Just for future reference, here's an example of how I imagined it to be, e.g. for a ZIP file containing an image (data/image.tiff) and a metadata file (meta/iso.xml):

{
  ...
  "assets": {
    "analytic": {
      "href": "https://my.server.com/data/category/example.zip",
      "roles": [
        "data",
        "archive"
      ],
      "type": "application/zip",
      "eo:bands": [
        ...
      ],
      "archive:href": "data/image.tif",
      "archive:type": "image/tiff"
    },
    "metadata": {
      "href": "https://my.server.com/data/category/example.zip",
      "roles": [
        "metadata",
        "archive"
      ],
      "type": "application/zip",
      "archive:href": "meta/iso.xml",
      "archive:type": "application/xml"
    }
  }
}

m-mohr avatar Feb 03 '21 15:02 m-mohr

The use case is for automatic downloading by the client, so we added the target_folder as a hint as to where to save the zip file. We could have just had the client app decide, but this adds a little bit of flexibility for the future. It's very application-specific so I wouldn't expect it to be added to the STAC spec.

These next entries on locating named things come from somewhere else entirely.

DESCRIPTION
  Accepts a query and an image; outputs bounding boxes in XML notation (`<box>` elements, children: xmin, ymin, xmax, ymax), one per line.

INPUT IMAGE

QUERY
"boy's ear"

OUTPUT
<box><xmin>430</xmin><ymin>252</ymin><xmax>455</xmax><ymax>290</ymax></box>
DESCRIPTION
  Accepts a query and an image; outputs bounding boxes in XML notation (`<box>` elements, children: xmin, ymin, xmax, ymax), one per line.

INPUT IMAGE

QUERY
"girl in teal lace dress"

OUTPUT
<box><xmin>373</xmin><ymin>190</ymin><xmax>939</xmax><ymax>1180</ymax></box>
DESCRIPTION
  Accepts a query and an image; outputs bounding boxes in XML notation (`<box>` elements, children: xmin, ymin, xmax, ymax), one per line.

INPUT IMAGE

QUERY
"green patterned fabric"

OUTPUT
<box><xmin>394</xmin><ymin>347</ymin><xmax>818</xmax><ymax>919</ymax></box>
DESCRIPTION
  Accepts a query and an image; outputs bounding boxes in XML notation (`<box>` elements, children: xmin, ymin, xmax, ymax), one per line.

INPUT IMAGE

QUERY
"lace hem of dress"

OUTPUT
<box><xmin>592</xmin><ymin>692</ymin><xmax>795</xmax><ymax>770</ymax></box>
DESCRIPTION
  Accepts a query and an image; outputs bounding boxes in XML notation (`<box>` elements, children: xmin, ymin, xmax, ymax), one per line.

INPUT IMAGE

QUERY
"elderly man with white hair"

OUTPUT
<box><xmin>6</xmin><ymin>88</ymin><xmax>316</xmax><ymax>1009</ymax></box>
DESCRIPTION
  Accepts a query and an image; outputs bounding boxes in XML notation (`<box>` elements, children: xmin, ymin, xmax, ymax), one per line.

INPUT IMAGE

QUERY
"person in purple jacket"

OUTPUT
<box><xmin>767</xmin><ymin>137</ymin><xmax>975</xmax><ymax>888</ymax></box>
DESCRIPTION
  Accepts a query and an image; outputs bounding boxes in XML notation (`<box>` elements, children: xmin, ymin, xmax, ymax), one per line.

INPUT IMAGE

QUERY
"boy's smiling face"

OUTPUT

Since the archive could have more than one file, I added the contents as a list of objects. Using your example as a guide we could have:

        "archive:contents": [
            {
                "href": "2020_37_258.cnt",
                "type: "application/octet-stream"
            },
            {
                "href": "2020_37_258meta.txt",
                "type: "text/plain"
            },

brentfraser avatar Feb 03 '21 15:02 brentfraser

@brentfraser Yeah, my examples lists the archive twice (i.e. as often as there are assets). I guess that's a matter of how we understand assets. It could either list the archive once or multiple times. The latter is easier for validation and the behavior of adding specific things like eo:bands to assets works better (I updated my example above). I guess my proposal would also work in your case, right?

m-mohr avatar Feb 03 '21 16:02 m-mohr

@m-mohr Ah I missed that the archive name was the same for both of the contained assets. I see the wisdom of your approach in that it allows for using all of the STAC spec asset objects to describe the content. The little bit of duplication in specifing the href/roles/type and the overhead of the client comparing the href is worth the flexibility when multiple files are in the archive. Thanks!

brentfraser avatar Feb 03 '21 16:02 brentfraser

An archive extension would be useful for the work we're doing on Radiant MLHub, as well. We are generating gzipped tar archives all assets associated with our collections to make it easier for users to download a dataset in its entirety.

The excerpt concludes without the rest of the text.